S'agissant de la question relative aux légumes, les surfaces cultivées en céréales et en légumes sont totalement disproportionnées : 230 000 hectares de légumes versus 5 millions d'hectares de blé dur. Si le sujet consiste à constater que la France importe beaucoup de légumes, c'est vrai. Ce constat est-il lié à la culture des céréales ? Non, absolument pas.
J'ai été producteur de légumes et je sais de quoi je parle. C'est un travail extrêmement difficile, et qu'on doit fournir quelles que soient les conditions climatiques. Il ne s'agit donc pas d'une question d'arbitrage entre les légumes et les céréales. Si le journaliste veut nous faire dire qu'il est facile de cultiver des céréales, je le confirme parce que la mécanisation nous a aidés. D'ailleurs, la mécanisation se développe dans la culture des légumes. À titre d'exemple, l'Espagne cultive des asperges parce que la terre est très sableuse, très régulée à la même hauteur et il est possible de faire une production de masse avec du matériel. Toutefois, cette production de masse est essentiellement destinée à la conserve. En France, nous produisons un travail d'excellence qui nécessite une main-d'œuvre difficile à trouver parce que ce travail est pénible.

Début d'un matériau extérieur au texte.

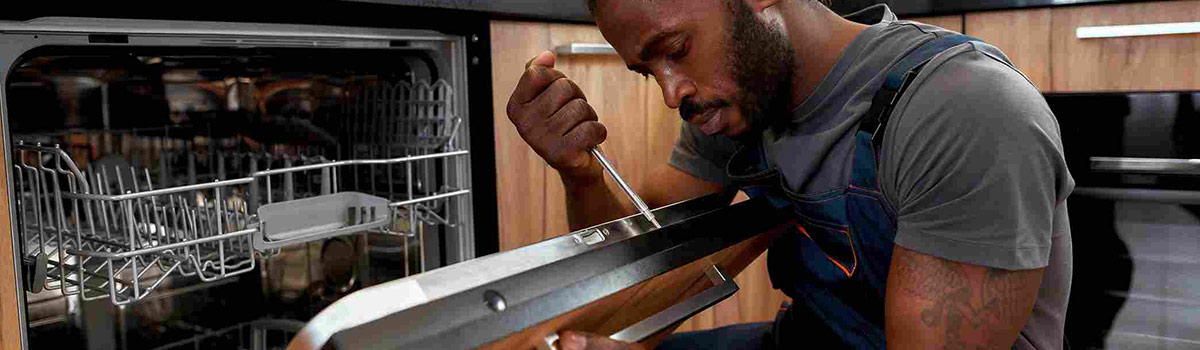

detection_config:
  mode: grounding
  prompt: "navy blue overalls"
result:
[727,35,977,349]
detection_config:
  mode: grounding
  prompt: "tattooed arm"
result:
[884,246,1044,349]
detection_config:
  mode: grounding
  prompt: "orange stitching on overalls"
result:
[796,224,858,277]
[850,185,883,194]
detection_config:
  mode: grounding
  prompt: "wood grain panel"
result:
[1050,0,1200,91]
[491,22,557,251]
[484,224,781,349]
[0,101,23,350]
[546,24,648,237]
[640,74,683,192]
[901,14,962,32]
[965,8,1054,91]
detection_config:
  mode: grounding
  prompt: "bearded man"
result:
[506,0,1074,349]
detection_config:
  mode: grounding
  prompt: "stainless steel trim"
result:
[1075,22,1200,38]
[0,66,29,349]
[1070,187,1200,204]
[592,147,662,228]
[289,194,788,349]
[554,43,617,55]
[1091,157,1200,175]
[608,265,738,343]
[0,17,454,41]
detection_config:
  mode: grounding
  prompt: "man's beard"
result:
[679,0,796,140]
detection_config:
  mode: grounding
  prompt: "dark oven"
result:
[0,4,498,349]
[1046,91,1200,349]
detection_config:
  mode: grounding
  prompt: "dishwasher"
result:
[0,9,496,349]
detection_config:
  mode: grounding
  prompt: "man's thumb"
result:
[526,50,556,68]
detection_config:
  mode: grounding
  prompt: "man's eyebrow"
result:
[637,30,679,61]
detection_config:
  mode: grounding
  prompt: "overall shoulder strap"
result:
[858,34,983,156]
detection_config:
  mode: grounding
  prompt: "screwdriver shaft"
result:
[592,147,662,228]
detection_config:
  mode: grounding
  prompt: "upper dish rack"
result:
[13,82,470,304]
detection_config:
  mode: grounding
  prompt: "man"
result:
[506,0,1074,349]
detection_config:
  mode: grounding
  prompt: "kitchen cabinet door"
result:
[1050,0,1200,91]
[964,8,1054,91]
[491,22,552,251]
[900,14,962,32]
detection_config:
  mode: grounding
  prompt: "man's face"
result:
[595,0,794,138]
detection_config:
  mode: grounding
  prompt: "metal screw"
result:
[484,289,509,312]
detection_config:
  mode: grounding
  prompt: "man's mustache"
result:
[679,97,731,121]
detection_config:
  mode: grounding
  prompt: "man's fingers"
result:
[523,78,587,125]
[526,50,557,70]
[566,121,608,150]
[558,331,588,350]
[509,65,566,104]
[546,98,599,135]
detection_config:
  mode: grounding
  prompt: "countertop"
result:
[344,0,1161,23]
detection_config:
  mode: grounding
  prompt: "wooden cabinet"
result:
[901,14,962,32]
[491,22,784,338]
[964,8,1054,91]
[0,117,17,350]
[1050,0,1200,91]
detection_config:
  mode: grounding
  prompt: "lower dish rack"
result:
[13,141,470,304]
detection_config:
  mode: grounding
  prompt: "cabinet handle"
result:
[1091,157,1200,175]
[554,43,617,55]
[1075,22,1200,38]
[1070,187,1200,205]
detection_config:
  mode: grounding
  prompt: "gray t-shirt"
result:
[670,5,1074,349]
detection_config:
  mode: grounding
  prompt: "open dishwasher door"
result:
[288,194,792,350]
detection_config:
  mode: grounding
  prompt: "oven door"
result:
[1046,92,1200,349]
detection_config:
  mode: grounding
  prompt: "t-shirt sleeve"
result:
[880,46,1074,270]
[667,122,737,186]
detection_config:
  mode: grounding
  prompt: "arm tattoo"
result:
[888,248,1042,349]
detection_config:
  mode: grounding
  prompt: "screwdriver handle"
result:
[592,147,662,228]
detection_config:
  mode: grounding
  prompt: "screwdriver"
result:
[592,147,662,229]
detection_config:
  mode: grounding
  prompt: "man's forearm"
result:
[563,176,637,231]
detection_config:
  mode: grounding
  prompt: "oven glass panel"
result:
[1046,91,1200,349]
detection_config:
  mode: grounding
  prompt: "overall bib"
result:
[727,35,978,349]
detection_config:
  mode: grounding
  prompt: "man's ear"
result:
[743,0,781,13]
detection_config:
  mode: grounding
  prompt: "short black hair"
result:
[587,0,835,16]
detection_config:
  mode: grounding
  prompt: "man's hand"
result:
[884,246,1045,349]
[506,52,607,182]
[558,331,646,350]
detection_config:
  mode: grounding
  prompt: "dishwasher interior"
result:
[0,19,474,349]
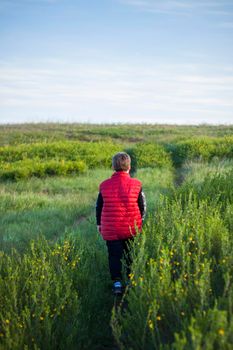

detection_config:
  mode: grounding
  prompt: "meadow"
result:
[0,124,233,350]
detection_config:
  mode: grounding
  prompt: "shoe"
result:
[112,281,122,295]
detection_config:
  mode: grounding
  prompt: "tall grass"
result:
[112,163,233,349]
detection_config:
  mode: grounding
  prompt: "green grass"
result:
[0,169,172,349]
[0,124,233,350]
[112,163,233,350]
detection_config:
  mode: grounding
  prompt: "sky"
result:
[0,0,233,124]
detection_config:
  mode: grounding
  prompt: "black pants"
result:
[106,238,133,281]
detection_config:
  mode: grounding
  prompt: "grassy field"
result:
[0,124,233,350]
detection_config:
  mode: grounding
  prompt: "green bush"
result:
[126,143,171,171]
[166,136,233,166]
[0,159,87,180]
[0,141,122,168]
[112,196,233,350]
[0,239,81,350]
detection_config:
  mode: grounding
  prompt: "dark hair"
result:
[112,152,131,171]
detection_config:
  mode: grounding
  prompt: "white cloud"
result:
[118,0,232,15]
[0,63,233,122]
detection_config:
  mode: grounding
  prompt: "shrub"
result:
[0,238,81,350]
[126,143,171,171]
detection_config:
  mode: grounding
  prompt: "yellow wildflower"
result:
[148,320,154,330]
[218,328,225,336]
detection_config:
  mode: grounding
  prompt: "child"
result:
[96,152,146,294]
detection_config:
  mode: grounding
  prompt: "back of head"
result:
[112,152,131,171]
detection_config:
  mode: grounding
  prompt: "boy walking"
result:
[96,152,146,294]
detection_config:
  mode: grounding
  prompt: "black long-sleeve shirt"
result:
[96,190,146,226]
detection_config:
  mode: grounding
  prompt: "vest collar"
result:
[112,171,130,177]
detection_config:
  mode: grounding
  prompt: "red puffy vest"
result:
[99,171,142,240]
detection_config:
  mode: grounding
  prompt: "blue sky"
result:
[0,0,233,124]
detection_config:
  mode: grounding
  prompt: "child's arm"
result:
[138,190,146,221]
[95,192,104,231]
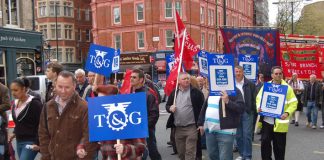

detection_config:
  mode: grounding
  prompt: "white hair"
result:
[74,68,85,76]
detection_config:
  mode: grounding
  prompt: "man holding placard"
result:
[130,69,162,160]
[256,66,298,160]
[235,66,256,160]
[165,72,205,160]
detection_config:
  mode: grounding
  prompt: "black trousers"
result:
[261,122,287,160]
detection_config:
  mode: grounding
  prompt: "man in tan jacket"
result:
[38,71,97,160]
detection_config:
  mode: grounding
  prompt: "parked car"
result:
[25,75,48,102]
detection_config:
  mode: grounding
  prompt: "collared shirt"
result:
[55,96,70,115]
[307,83,316,101]
[174,88,195,127]
[236,78,245,101]
[15,95,34,117]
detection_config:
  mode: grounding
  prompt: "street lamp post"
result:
[272,0,312,34]
[47,44,51,62]
[54,2,58,61]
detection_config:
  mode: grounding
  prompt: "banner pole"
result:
[173,29,187,105]
[254,115,260,133]
[117,139,121,160]
[222,99,226,118]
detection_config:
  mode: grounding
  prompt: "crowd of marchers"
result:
[0,62,324,160]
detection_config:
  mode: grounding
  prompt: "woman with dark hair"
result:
[96,84,145,160]
[9,78,42,160]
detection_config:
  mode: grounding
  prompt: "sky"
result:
[268,0,324,26]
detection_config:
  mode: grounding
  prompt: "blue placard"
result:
[165,54,175,77]
[259,83,288,118]
[198,50,209,77]
[88,92,148,142]
[238,54,259,82]
[111,49,120,73]
[207,54,236,96]
[85,44,115,77]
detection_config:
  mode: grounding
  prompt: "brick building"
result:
[35,0,93,70]
[91,0,253,80]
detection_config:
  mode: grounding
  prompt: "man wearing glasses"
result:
[256,66,298,160]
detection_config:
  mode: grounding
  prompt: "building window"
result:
[57,24,62,39]
[165,1,173,18]
[63,2,73,17]
[200,6,205,23]
[50,48,62,62]
[65,48,73,63]
[175,1,182,17]
[165,30,173,47]
[86,29,91,42]
[51,24,62,39]
[39,25,48,40]
[77,8,81,20]
[85,8,90,21]
[50,1,60,16]
[210,9,214,25]
[78,29,82,42]
[5,0,19,25]
[64,25,73,39]
[114,7,120,24]
[137,32,144,49]
[136,3,144,21]
[208,9,211,25]
[38,2,46,17]
[200,33,205,49]
[114,34,121,49]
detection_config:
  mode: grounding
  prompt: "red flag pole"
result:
[173,29,187,105]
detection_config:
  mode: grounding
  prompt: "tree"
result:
[273,0,302,33]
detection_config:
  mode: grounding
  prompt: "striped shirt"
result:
[204,96,236,135]
[100,138,145,160]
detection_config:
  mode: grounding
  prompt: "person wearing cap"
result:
[288,73,304,126]
[96,84,145,160]
[130,69,162,160]
[302,74,322,129]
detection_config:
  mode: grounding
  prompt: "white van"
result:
[25,75,48,102]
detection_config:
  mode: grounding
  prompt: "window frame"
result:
[136,31,145,49]
[113,6,121,24]
[136,3,144,22]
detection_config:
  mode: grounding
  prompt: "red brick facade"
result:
[35,0,93,65]
[91,0,253,52]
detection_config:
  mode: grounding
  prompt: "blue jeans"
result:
[236,112,253,159]
[205,132,235,160]
[307,101,318,126]
[17,140,38,160]
[142,129,162,160]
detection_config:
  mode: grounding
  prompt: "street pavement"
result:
[156,103,324,160]
[12,103,324,160]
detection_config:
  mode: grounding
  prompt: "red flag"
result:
[164,57,179,96]
[174,11,199,70]
[119,69,132,94]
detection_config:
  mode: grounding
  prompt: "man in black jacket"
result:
[130,69,162,160]
[235,66,256,160]
[302,74,322,129]
[166,73,205,160]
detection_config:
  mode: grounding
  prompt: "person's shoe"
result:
[235,156,243,160]
[295,122,299,127]
[171,152,178,155]
[306,122,311,128]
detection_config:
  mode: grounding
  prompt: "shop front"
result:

S'agissant de l'exportation, est-ce qu'on se pose des questions sur l'exportation des avions, du vin, de la belle restauration, etc. ? Est-ce que ce serait un péché d'exporter des céréales vers des clients qui en ont besoin ? Nous exportons dans les pays du Maghreb. Au Maroc, pas une goutte d'eau n'est tombée en hiver depuis trois ans. Au mois de février ou mars, les agriculteurs récoltent une tonne et demie de blé au lieu de quatre tonnes. Dès lors, je pense qu'il est de notre devoir de vendre à des meuniers des céréales que leur pays ne peut pas produire. Que l'on se rassure, nous ne vendons pas de céréales à des pays qui n'en ont pas besoin ; nous vendons des céréales à des pays qui en ont besoin, à savoir en Chine, pour pallier des problèmes de population, au Maghreb et un peu au Moyen-Orient pour pallier des problèmes de climat, etc.
Nous pourrions évoquer l'Afrique de l'Ouest, où il y a de l'eau et des terres. L'Afrique de l'Ouest est confrontée à un véritable sujet d'organisation. La France et l'Union européenne devraient construire avec l'Afrique de l'Ouest un plan de co-développement gagnant-gagnant de l'agriculture et de l'alimentation.
S'agissant de l'exportation de l'eau, j'entends le message. En effet, indirectement, nous exportons de l'eau, mais pour des pays qui en ont besoin. Quand on exporte des fleurs, indirectement, on exporte de l'eau.
Je pense qu'il n'y a pas de débat à avoir à ce sujet, car l'exportation me paraît tout à fait saine et normale pour nos agriculteurs, que ce soit pour les céréaliers ou pour d'autres producteurs. Nous sommes dans un monde ouvert. Nous devons travailler sur des règles équitables. Nous devons être acteurs de la transition. C'est extrêmement important pour nos enfants.